There are about 4,300 publicly traded companies in the U.S. on NASDAQ and NYSE. In 2016, there were under 1,000 proposals filed. And, according to ISS, as of June 2017 there were approximately 485 resolutions on environmental, social issues and another 350 on traditional governance matters, figures that will grow by year end. Approximately 432 went to a vote since others were withdrawn by agreement or allowed to be omitted by the SEC.
That means less than one fifth of public companies in the United States received even one resolution. Since some companies received multiple resolutions, the percentage of listed companies that receive shareholder resolutions is likely far smaller. In addition, the vast majority of shareholder proposals are nonbinding. They communicate shareholder concerns, but do not oblige the companies to take specific actions. This is hardly a significant drag on the financial markets.

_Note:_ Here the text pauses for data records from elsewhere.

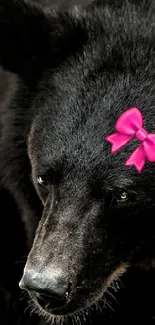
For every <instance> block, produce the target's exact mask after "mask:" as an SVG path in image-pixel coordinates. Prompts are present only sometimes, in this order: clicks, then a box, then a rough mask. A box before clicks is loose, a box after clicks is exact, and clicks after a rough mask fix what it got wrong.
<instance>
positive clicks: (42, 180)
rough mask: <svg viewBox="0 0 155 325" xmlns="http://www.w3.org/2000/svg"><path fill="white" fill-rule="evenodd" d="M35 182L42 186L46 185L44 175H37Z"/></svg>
mask: <svg viewBox="0 0 155 325" xmlns="http://www.w3.org/2000/svg"><path fill="white" fill-rule="evenodd" d="M37 183H38V184H39V185H41V186H43V187H47V186H48V183H47V180H46V177H44V176H38V177H37Z"/></svg>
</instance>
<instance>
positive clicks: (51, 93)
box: [25, 59, 154, 315]
mask: <svg viewBox="0 0 155 325" xmlns="http://www.w3.org/2000/svg"><path fill="white" fill-rule="evenodd" d="M81 61H82V59H81ZM83 64H84V61H83ZM80 71H81V63H80V66H78V62H76V61H75V62H74V63H72V67H71V68H70V65H68V66H67V68H66V65H65V66H64V67H61V71H60V72H59V71H57V73H55V75H54V76H52V77H50V74H49V75H48V82H47V79H46V85H47V83H48V87H47V88H45V87H42V89H44V91H43V92H44V96H43V93H42V94H41V95H39V98H38V101H36V103H37V104H36V106H37V108H36V109H37V111H38V113H37V114H36V117H35V119H34V122H33V124H32V128H31V132H30V135H29V157H30V161H31V166H32V177H33V182H34V184H35V187H36V190H37V192H38V195H39V196H40V198H41V200H42V202H43V205H44V212H43V216H42V219H41V220H40V224H39V227H38V230H37V233H36V237H35V240H34V245H33V248H32V250H31V252H30V255H29V258H28V262H27V265H26V269H25V272H27V270H33V269H34V270H37V272H38V274H40V276H41V278H40V281H42V280H43V279H44V281H45V279H46V278H48V280H47V281H49V282H50V281H51V282H50V283H52V278H57V276H58V278H59V282H60V283H59V284H60V286H61V285H62V286H63V284H61V283H63V282H64V283H67V285H68V288H69V289H68V291H67V294H68V297H67V299H66V301H65V303H63V304H62V306H61V304H60V306H59V307H57V305H54V304H53V301H52V302H51V301H50V298H48V303H47V299H45V301H42V300H39V299H38V298H37V296H36V295H35V293H32V290H30V294H31V296H32V297H33V298H34V300H35V301H37V303H38V302H39V304H40V305H41V306H42V307H43V308H44V310H45V311H47V312H50V313H52V314H55V315H64V314H70V313H74V312H77V311H78V310H80V309H83V308H87V307H88V306H90V305H92V304H94V303H95V302H96V301H98V300H99V299H100V298H102V297H103V294H104V292H105V291H106V290H107V288H108V286H110V285H111V283H112V282H113V281H117V280H118V277H119V276H120V275H122V274H123V273H124V272H125V271H126V270H127V268H128V267H129V266H130V265H131V264H133V263H134V258H135V256H136V260H138V258H140V257H139V256H138V255H139V254H141V248H143V250H144V248H145V243H146V242H147V243H148V241H149V239H150V234H151V232H152V230H151V228H152V215H153V213H154V205H153V200H154V191H153V187H152V186H151V185H150V184H152V182H153V181H154V180H153V176H152V174H151V173H150V170H151V168H153V167H152V165H151V163H146V166H145V168H144V170H143V172H142V173H138V172H137V171H136V170H135V169H134V167H125V166H124V162H125V160H126V159H127V157H128V156H129V154H130V153H131V152H132V151H133V150H134V148H136V147H137V145H138V141H134V140H133V141H131V143H129V144H128V145H127V146H126V147H125V148H122V149H121V150H120V151H119V152H117V153H116V154H114V155H112V154H111V153H110V145H109V144H108V143H107V142H106V141H105V136H107V135H109V134H110V133H112V132H113V131H114V125H115V122H116V119H117V118H118V117H119V115H120V114H121V113H122V112H123V111H124V110H125V106H126V104H127V103H124V92H123V91H121V90H122V89H125V88H126V93H127V91H128V88H127V80H128V76H126V75H124V78H123V79H122V80H121V83H120V82H119V74H118V76H117V78H118V79H117V82H113V83H111V84H110V85H109V90H108V91H107V92H106V91H105V89H106V87H108V83H109V80H110V79H111V75H110V73H109V75H108V72H107V71H106V73H103V72H102V69H101V72H99V73H98V74H97V76H95V74H93V78H92V79H91V77H90V76H89V78H88V76H87V75H86V76H84V75H83V74H80ZM108 78H109V80H108ZM131 79H132V76H131ZM69 81H70V82H69ZM118 84H119V85H120V89H118ZM49 85H51V88H50V90H49V91H47V89H49ZM52 89H55V90H54V91H52ZM146 89H147V88H146ZM105 92H106V95H105ZM107 93H108V94H107ZM143 96H144V97H145V96H146V93H145V92H144V93H143ZM133 100H134V99H133ZM136 101H137V103H138V101H139V99H136ZM109 103H111V104H110V107H109ZM118 103H119V104H118ZM128 105H129V106H128V107H130V106H131V105H132V103H131V102H129V104H128ZM145 113H146V112H145V110H144V112H143V114H145ZM148 127H149V124H148ZM151 188H152V189H151ZM147 237H148V238H147ZM50 279H51V280H50ZM49 286H50V285H49Z"/></svg>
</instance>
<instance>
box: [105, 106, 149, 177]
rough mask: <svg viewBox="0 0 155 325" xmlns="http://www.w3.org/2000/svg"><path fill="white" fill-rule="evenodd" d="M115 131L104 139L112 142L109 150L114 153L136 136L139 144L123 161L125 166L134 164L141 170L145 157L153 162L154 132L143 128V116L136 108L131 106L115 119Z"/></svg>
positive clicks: (144, 160)
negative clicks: (130, 154) (125, 159)
mask: <svg viewBox="0 0 155 325" xmlns="http://www.w3.org/2000/svg"><path fill="white" fill-rule="evenodd" d="M115 129H116V131H117V132H116V133H113V134H111V135H109V136H107V137H106V138H105V139H106V140H107V141H108V142H110V143H111V144H112V147H111V152H112V153H114V152H116V151H117V150H119V149H120V148H121V147H123V146H124V145H125V144H127V143H128V142H129V141H130V140H131V139H132V138H134V137H136V138H137V139H138V140H139V141H141V144H140V145H139V146H138V147H137V148H136V149H135V150H134V152H133V153H132V154H131V155H130V157H129V158H128V159H127V161H126V162H125V164H124V165H125V166H131V165H134V166H135V167H136V169H137V170H138V172H141V171H142V169H143V167H144V165H145V161H146V158H147V159H148V160H149V161H150V162H155V134H149V133H148V132H147V131H146V130H145V129H144V128H143V118H142V115H141V112H140V111H139V110H138V108H136V107H133V108H130V109H129V110H127V111H125V112H124V113H123V114H122V115H121V116H120V117H119V118H118V120H117V121H116V124H115Z"/></svg>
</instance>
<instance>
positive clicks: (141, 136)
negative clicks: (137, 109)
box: [135, 128, 148, 141]
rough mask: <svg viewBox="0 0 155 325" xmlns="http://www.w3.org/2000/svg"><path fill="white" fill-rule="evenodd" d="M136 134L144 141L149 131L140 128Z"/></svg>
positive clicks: (138, 138)
mask: <svg viewBox="0 0 155 325" xmlns="http://www.w3.org/2000/svg"><path fill="white" fill-rule="evenodd" d="M135 136H136V138H137V139H138V140H139V141H144V140H145V139H146V138H147V136H148V133H147V132H146V131H145V130H144V129H143V128H140V129H139V130H138V131H137V132H136V134H135Z"/></svg>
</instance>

Much has also been made of the expense that companies bear in dealing with these proposals. Though the figure of $87,000 has been argued as the cost companies bear to deal with shareholder proposals, this number has been thoroughly critiqued as being overinflated, since it includes, for example, the entire cost of printing a proxy. We checked at random the most recent proxy statements of 20 of the members of the BRT, and came up with an average length of around 43,000 words. Shareholder proposals are limited by regulation to 500 words, meaning that any additional printing cost of the resolution and company response is essentially negligible. And considering that many shareholder proposals are withdrawn by their proponents after reaching agreement with the companies, even one percent is likely a high estimate. Adam Kanzer’s post on this Forum presents a thorough and thoughtful critique of this misleading figure.
The Value of Listening
Listening to alternative points of view has been shown to be valuable to business. An article from HBR, for example, noted that teams with diverse backgrounds tend to focus more on facts than homogeneous teams and are more likely to constantly reexamine facts and stay more objective. Scientific American made similar points, noting that “people with different backgrounds bring new information,” and “interacting with individuals who are different forces group members to prepare better, to anticipate alternative viewpoints and to expect that reaching consensus will take effort.” These qualities are desirable for well-functioning boards of directors. Since most boards have less than 20 people on them, and many long-standing board members serve together for years, the tendency toward groupthink is natural even for good boards. Openness to ideas from outsiders—in this case, shareholders—can be a source of the alternative viewpoints that serve to make boards more diligent, more faithful to facts and better informed.
Moreover, boards are there to represent and serve the interests of shareholders. It seems logical that those shareholders should have a meaningful mechanism to communicate with boards that is not overly burdensome for the shareholders, especially minority shareholders, whose very presence has intrinsic value to the corporation, according to a very recent post on this Forum. Like the literature on diverse groups’ decision making cited earlier, this post notes that “the wisdom from the multitude of retail shareholders might actually lead to better decisions than the wisdom of the few (controlling shareholder or managers.)”
It can be annoying to listen to the ideas of others, but over and over, we find that the ability to consider multiple points of view makes for better decision making, no matter what the context, whether it be a board of directors or a PTA.
While not every idea is worth pursuing, silencing them would be a very bad idea.